Die Stellungnahme des UN-Sonderberichterstatters wirft nicht nur ein Licht auf den Fall des Klägers, sondern auch auf Tausende ähnlicher Fälle, die nach dem 15. Juli eingereicht wurden. Der Berichterstatter stellte fest, dass in den meisten dieser Fälle der individuelle kriminelle Vorsatz nicht geprüft wurde und die Urteile nach einer kollektiven Logik verhängt wurden.

In diesem Zusammenhang könnte das Urteil der Großen Kammer nicht nur über das Schicksal von Şaban Yasak entscheiden, sondern auch einen rechtlichen Wendepunkt für die Meinungsfreiheit, die Religionsfreiheit und das Recht auf ein faires Verfahren in der Türkei darstellen.

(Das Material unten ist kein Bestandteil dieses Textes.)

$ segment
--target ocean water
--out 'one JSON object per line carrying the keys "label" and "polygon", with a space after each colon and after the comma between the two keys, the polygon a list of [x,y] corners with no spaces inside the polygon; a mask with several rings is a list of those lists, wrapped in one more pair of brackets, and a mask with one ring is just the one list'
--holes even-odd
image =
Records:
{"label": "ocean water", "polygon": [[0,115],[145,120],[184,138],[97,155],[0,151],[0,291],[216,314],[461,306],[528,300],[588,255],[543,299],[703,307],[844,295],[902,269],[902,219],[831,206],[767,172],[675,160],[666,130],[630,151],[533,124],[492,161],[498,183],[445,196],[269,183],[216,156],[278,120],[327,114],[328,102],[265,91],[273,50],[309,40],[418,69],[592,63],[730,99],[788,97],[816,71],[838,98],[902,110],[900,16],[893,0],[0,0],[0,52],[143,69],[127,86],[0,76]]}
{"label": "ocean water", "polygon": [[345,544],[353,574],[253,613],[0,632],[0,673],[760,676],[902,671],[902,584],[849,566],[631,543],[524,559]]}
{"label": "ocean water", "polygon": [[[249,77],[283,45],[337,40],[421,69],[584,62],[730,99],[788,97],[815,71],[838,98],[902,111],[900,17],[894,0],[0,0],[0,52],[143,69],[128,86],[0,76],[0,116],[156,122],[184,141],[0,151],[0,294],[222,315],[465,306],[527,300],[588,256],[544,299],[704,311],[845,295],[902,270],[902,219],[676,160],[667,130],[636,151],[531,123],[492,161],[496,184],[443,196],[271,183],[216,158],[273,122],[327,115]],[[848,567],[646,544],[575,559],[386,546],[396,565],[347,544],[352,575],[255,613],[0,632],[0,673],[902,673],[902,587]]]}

Das vollständige Positionspapier finden Sie unter dem folgenden Link:

https://www.ohchr.org/sites/default/files/documents/issues/terrorism/sr/court-submissions/amicus-ecthr-yasak-v.-turkiye-un-sr-ct.pdf

097554080931910?t=d5Nwy3ghLDyc7C7OJ_LdBQ

Wie geht es weiter?

Die Parteien hatten 8 Tage Zeit, um zusätzliche Informationen vorzulegen. Nach Ablauf dieser Frist wird das Gericht sein Urteil in geheimer Sitzung verfassen. Es wird erwartet, dass das Urteil im Einklang mit dem Präzedenzfall Yalçınkaya verfasst und in kürzerer Zeit verkündet wird.

In diesem Fall geht es nicht nur um die Freiheit von Şaban Yasak; er hat das Potenzial, weitreichende Auswirkungen auf die Rechtsstaatlichkeit, die Unabhängigkeit der Justiz und den Schutz der Grundrechte in der Türkei zu haben. Das Eingreifen des UN-Sonderberichterstatters kann sicherstellen, dass dieser Prozess im Rahmen der internationalen Menschenrechtsnormen sorgfältiger geprüft wird.